O Conselho Nacional de Educação (CNE) debruçou-se sobre como deve ser a escola depois da pandemia e não tem dúvidas. “As decisões que se tomem neste momento no contexto da doença Covid-19 poderão ter consequências a longo prazo para os futuros da Educação”. A pandemia evidenciou desigualdades e vulnerabilidades, mas também revelou arte e engenho, dedicação e esforço da comunidade educativa a vários níveis. “Vive-se um momento em que são necessários pragmatismo e ações rápidas, mas em que, mais do que nunca, não se pode prescindir da reflexão partilhada”. É necessário atuar no imediato, programar a médio prazo, pensar a longo prazo.
O CNE avança com diversas recomendações, a vários níveis, sobre a escola no pós-pandemia depois de uma apurada reflexão em torno de desafios e estratégias. O ensino a distância veio destapar desigualdades e dificuldades no uso da tecnologia, na utilização de ferramentas digitais com que professores e alunos não estavam familiarizados. “Com a pandemia, as desigualdades dispararam: por falta de equipamentos que permitiam acompanhar as aulas por via remota, por falta de condições no acesso às redes móveis, por falta de apoios adequados a alunos, por desigualdades profundas entre as famílias, em diversos domínios, incluindo, também o da literacia digital”.
O órgão
consultivo do Ministério da Educação partilha estratégias e medidas para
reduzir, nas escolas, os impactos socioeducativos da pandemia e potenciar o
desenvolvimento e o progresso nas aprendizagens. As suas recomendações resultam
da análise de documentos e estudos internacionais e nacionais, da audição de
vários especialistas, da consulta de comissões especializadas. “As crianças e
os jovens foram atingidos no que de mais importante há para o seu
desenvolvimento, nomeadamente nas suas oportunidades de interação face a face
para a descoberta do conhecimento e com fins de socialização”, sustenta.
É
necessário encontrar respostas e reforçar recursos para superar dificuldades e
problemas indisfarçáveis que já existiam, ou seja, défices que a pandemia
agravou. O CNE recomenda atenção particular aos jovens professores que
completaram a sua formação inicial, no Ensino Superior, durante a crise
pandémica e que, por causa do confinamento, não fizeram formação prática em
contexto escolar. Nesse sentido, defende um período de práticas letivas e
escolares devidamente supervisionado.
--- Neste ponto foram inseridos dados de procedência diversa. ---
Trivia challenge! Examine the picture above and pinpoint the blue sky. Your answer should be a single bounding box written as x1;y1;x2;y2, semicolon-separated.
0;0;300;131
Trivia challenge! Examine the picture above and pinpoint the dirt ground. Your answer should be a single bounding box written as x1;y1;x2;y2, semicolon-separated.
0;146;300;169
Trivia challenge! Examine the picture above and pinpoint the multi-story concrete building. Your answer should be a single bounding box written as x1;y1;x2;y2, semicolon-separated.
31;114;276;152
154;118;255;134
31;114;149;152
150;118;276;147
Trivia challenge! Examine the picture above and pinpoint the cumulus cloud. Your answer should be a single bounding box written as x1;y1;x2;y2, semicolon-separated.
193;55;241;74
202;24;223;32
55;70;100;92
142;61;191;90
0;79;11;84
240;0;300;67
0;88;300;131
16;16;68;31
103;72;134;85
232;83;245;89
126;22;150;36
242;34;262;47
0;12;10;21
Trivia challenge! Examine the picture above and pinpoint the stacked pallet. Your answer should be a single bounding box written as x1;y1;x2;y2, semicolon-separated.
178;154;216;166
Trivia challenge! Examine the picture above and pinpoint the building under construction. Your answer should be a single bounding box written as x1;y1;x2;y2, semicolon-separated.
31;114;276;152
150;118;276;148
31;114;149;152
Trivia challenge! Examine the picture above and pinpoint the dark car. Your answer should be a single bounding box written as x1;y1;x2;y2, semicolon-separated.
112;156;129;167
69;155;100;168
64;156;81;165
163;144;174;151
Uma recomendação que se aplica de igual
forma a todos os outros profissionais que podem vir a exercer funções nas
escolas e que, por terem concluído a sua formação inicial durante os meses da
pandemia, “não puderam desenvolver competências de aplicação direta dos
conhecimentos e de comunicação através do contacto presencial com crianças e
jovens em contextos escolares”.
Ouvir os alunos, gestão participada
O CNE recomenda ao Ministério da Educação, ao Ministério da Ciência, Tecnologia e Ensino Superior, e outras entidades governativas com influência nestas decisões, que os documentos curriculares em vigor sejam reavaliados e, se for caso, reformulados para “disponibilizar um referente curricular coerente, focado e flexível”. Além disso, sugere que se estude a reorganização do Ensino Secundário de forma a manter o 10.º ano “mais livre e transversal aos diferentes percursos de conclusão do ensino obrigatório, relegando para os 11.º e 12.º anos a escolha das vias de conclusão e acesso ao Ensino Superior”.
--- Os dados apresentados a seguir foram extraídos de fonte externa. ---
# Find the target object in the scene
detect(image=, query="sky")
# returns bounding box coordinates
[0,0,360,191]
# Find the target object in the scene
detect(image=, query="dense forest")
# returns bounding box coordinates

Na preparação do próximo ano letivo, e regresso às aulas em setembro, a principal preocupação, por parte das escolas, deve ser ouvir as crianças e jovens e identificar as condições psicoafetivas e de aprendizagem para atuar em duas frentes, ou seja, nas aprendizagens essenciais e estruturantes e no bem-estar emocional. Por outro lado, é preciso especial atenção aos alunos que irão frequentar o 3.º ano no ano letivo de 2021/2022, sobretudo quanto às aprendizagens relacionadas com literacia da leitura, escrita e oralidade, bem como aos alunos que estiveram afastados da escola na sua versão digital, e ainda aos que sofreram maior abandono ou dificuldades por diversos motivos.
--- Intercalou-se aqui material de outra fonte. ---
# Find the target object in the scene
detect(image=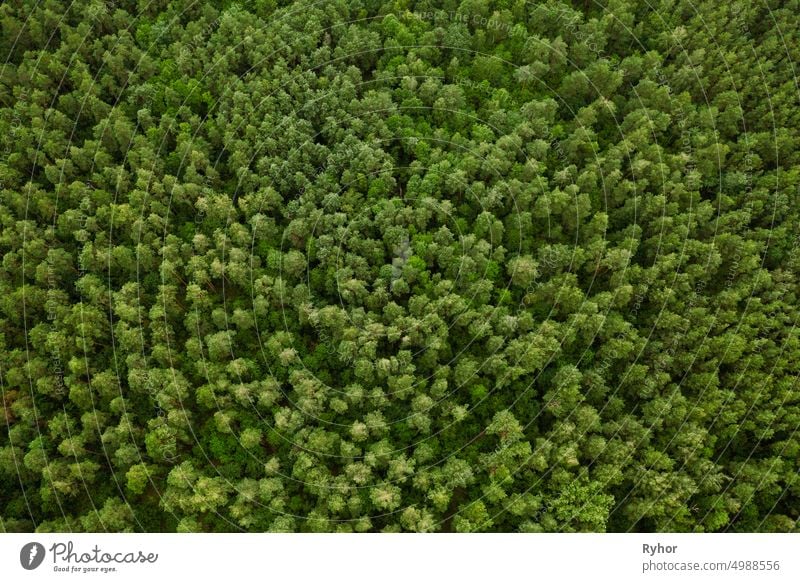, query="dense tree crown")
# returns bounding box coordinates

Na gestão do currículo, o CNE recomenda a revisão das planificações de ensino, mais concretamente que sejam reelaboradas numa perspetiva de ciclo de escolaridade, e que se use a flexibilidade curricular para reforçar conhecimentos, capacidades e atitudes identificados como menos apreendidos e consolidados em anos letivos anteriores. E dar voz aos alunos é fundamental, procurar envolvê-los, desde o 1.º Ciclo, no planeamento do ano letivo, e negociar com as crianças e jovens os objetivos a cumprir, numa lógica de gestão participada e de fomento da cidadania.
Por outro lado, o CNE lembra que as desigualdades a que jovens de alguns municípios e regiões estão sujeitos, dado o reduzido leque de ofertas de vias de finalização do Ensino Secundário, não podem ser esquecidas. É necessário reforçar as equipas multidisciplinares com a contratação de técnicos especializados e de assistentes operacionais.
É importante valorizar a transdisciplinaridade na abordagem de conteúdos menos consolidados ou de matérias novas, de acordo com necessidades específicas identificadas em cada escola, envolvendo trabalho docente colaborativo e cooperativo. Esta é mais uma recomendação. Tal como relativizar o impacto do número de dias “perdidos” e valorizar, acima de tudo, a tranquilidade, a calma e o equilíbrio no regresso à escola, mantendo tanto quanto possível o tempo das interrupções letivas.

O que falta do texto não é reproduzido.